# All pigeons are important...



## bigbird (Aug 19, 2000)

Hey, pigeons are pigeons...
Everyone has opinions about feral pigeons.
A large percentage of our population think that all pigeons are wild pigeons, even though there are many more pigeons (domestic) in captivity than there are wild pigeons in the cities. In other words, there are domestic pigeons like show, racing, performing and pet pigeons, then there are wild feral pigeons, surviving without much help from man. But the truth of the matter is that they are all pigeons. Pigeons are pigeons.
Now, everyone has an agenda of some kind when it comes to pigeons. Some want to stone them, some want to own them, some don't care. 
My agenda is the preservation, care and concern for life.
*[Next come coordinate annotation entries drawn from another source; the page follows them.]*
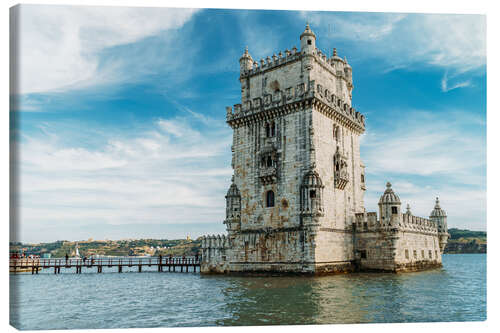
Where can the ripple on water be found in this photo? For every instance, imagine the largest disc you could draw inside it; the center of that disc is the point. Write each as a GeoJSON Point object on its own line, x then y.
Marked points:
{"type": "Point", "coordinates": [457, 292]}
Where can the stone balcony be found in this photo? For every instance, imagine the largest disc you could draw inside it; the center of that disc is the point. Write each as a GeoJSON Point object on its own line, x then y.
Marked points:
{"type": "Point", "coordinates": [268, 175]}
{"type": "Point", "coordinates": [341, 179]}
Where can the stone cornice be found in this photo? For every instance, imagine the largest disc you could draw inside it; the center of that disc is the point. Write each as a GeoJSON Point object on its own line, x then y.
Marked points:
{"type": "Point", "coordinates": [346, 116]}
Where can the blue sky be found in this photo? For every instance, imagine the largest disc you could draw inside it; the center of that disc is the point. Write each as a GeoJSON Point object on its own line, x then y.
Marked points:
{"type": "Point", "coordinates": [119, 113]}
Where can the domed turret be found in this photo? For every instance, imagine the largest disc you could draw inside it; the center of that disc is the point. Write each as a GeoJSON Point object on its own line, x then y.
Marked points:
{"type": "Point", "coordinates": [438, 215]}
{"type": "Point", "coordinates": [233, 191]}
{"type": "Point", "coordinates": [311, 194]}
{"type": "Point", "coordinates": [246, 61]}
{"type": "Point", "coordinates": [389, 197]}
{"type": "Point", "coordinates": [437, 211]}
{"type": "Point", "coordinates": [307, 40]}
{"type": "Point", "coordinates": [335, 56]}
{"type": "Point", "coordinates": [390, 207]}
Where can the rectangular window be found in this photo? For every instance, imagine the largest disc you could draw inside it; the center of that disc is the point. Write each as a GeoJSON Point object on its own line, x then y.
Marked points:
{"type": "Point", "coordinates": [363, 254]}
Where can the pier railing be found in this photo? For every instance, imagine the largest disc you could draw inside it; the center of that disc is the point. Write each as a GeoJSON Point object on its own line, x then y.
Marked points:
{"type": "Point", "coordinates": [171, 263]}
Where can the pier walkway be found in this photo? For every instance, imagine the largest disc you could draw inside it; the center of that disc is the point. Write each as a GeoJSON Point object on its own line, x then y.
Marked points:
{"type": "Point", "coordinates": [170, 264]}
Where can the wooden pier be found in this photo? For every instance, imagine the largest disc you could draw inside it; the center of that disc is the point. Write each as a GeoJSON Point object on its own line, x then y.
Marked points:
{"type": "Point", "coordinates": [168, 264]}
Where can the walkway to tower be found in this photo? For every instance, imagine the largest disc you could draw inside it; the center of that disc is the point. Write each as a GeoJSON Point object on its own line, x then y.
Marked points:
{"type": "Point", "coordinates": [162, 264]}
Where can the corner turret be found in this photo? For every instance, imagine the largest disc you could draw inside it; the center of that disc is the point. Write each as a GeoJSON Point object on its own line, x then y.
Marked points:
{"type": "Point", "coordinates": [438, 216]}
{"type": "Point", "coordinates": [390, 208]}
{"type": "Point", "coordinates": [307, 41]}
{"type": "Point", "coordinates": [246, 61]}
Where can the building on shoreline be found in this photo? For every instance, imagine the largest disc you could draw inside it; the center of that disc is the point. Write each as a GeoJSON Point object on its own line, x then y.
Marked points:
{"type": "Point", "coordinates": [296, 202]}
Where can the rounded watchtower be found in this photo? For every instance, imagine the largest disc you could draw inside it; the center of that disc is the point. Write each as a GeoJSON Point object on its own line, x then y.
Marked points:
{"type": "Point", "coordinates": [246, 61]}
{"type": "Point", "coordinates": [438, 216]}
{"type": "Point", "coordinates": [390, 207]}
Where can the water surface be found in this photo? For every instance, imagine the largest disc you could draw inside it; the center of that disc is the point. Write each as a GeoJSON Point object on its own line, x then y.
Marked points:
{"type": "Point", "coordinates": [456, 292]}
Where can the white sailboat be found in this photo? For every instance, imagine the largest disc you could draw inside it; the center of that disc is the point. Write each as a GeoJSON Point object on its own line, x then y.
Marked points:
{"type": "Point", "coordinates": [77, 254]}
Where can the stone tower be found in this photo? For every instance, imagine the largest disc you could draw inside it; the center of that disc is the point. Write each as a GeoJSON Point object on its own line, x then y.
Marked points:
{"type": "Point", "coordinates": [438, 215]}
{"type": "Point", "coordinates": [296, 200]}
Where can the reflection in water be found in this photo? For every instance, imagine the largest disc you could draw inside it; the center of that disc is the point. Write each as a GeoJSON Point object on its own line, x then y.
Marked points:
{"type": "Point", "coordinates": [456, 292]}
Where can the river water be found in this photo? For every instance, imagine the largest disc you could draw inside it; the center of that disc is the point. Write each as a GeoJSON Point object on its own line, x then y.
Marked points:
{"type": "Point", "coordinates": [456, 292]}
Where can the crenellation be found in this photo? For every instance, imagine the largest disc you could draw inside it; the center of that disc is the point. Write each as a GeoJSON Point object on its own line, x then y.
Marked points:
{"type": "Point", "coordinates": [296, 200]}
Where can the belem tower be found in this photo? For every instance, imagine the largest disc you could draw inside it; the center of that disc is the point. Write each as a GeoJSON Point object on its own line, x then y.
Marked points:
{"type": "Point", "coordinates": [296, 199]}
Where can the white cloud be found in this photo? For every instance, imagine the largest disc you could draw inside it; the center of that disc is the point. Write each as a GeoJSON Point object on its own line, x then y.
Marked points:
{"type": "Point", "coordinates": [157, 176]}
{"type": "Point", "coordinates": [59, 45]}
{"type": "Point", "coordinates": [445, 86]}
{"type": "Point", "coordinates": [456, 42]}
{"type": "Point", "coordinates": [423, 143]}
{"type": "Point", "coordinates": [425, 155]}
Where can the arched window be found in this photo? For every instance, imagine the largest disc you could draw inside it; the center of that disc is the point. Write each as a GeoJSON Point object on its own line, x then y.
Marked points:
{"type": "Point", "coordinates": [269, 161]}
{"type": "Point", "coordinates": [270, 199]}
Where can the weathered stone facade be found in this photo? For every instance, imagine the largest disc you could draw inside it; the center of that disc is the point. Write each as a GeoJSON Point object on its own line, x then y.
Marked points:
{"type": "Point", "coordinates": [296, 199]}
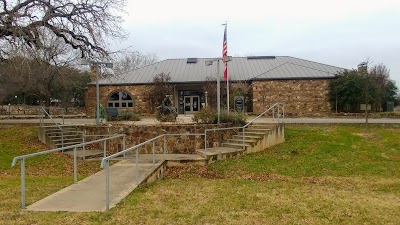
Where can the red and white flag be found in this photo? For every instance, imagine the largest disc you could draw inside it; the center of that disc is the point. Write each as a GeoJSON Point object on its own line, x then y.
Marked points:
{"type": "Point", "coordinates": [225, 53]}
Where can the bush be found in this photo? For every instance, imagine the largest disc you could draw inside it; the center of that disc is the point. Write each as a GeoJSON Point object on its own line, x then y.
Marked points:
{"type": "Point", "coordinates": [208, 115]}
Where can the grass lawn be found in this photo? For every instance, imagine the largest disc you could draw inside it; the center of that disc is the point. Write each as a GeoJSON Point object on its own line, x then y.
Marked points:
{"type": "Point", "coordinates": [328, 174]}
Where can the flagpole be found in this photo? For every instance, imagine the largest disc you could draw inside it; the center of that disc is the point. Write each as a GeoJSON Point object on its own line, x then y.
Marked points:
{"type": "Point", "coordinates": [225, 53]}
{"type": "Point", "coordinates": [227, 92]}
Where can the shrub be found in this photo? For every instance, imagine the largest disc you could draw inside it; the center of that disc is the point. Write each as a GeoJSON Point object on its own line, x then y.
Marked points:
{"type": "Point", "coordinates": [208, 115]}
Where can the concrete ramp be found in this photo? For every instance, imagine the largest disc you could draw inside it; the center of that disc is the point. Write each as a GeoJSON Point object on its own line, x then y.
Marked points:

The life of a pigeon is important to me. I don't care if it has papers, wins or looses races, shows best or worst, or if it can tumble, roll or nothing at all...or if it just happens to live under a railroad bridge or on someones roof. What I care about is a pigeons life. Any pigeons life. 
As the owner of this web site, I can tell you that what I have just written is what this web site is all about. If you can't see it yet, then keep watching folks, the show has just begun.
I know that many of you feel the same as I do about pigeons. I am thankful that I am not all alone here. Please feel free to help me out, make suggestions, tell us what is on your mind, etc. As long as what ever you do and say supports the life of all pigeons, you will always have friends here. 

Pigeons Forever..
Carl


----------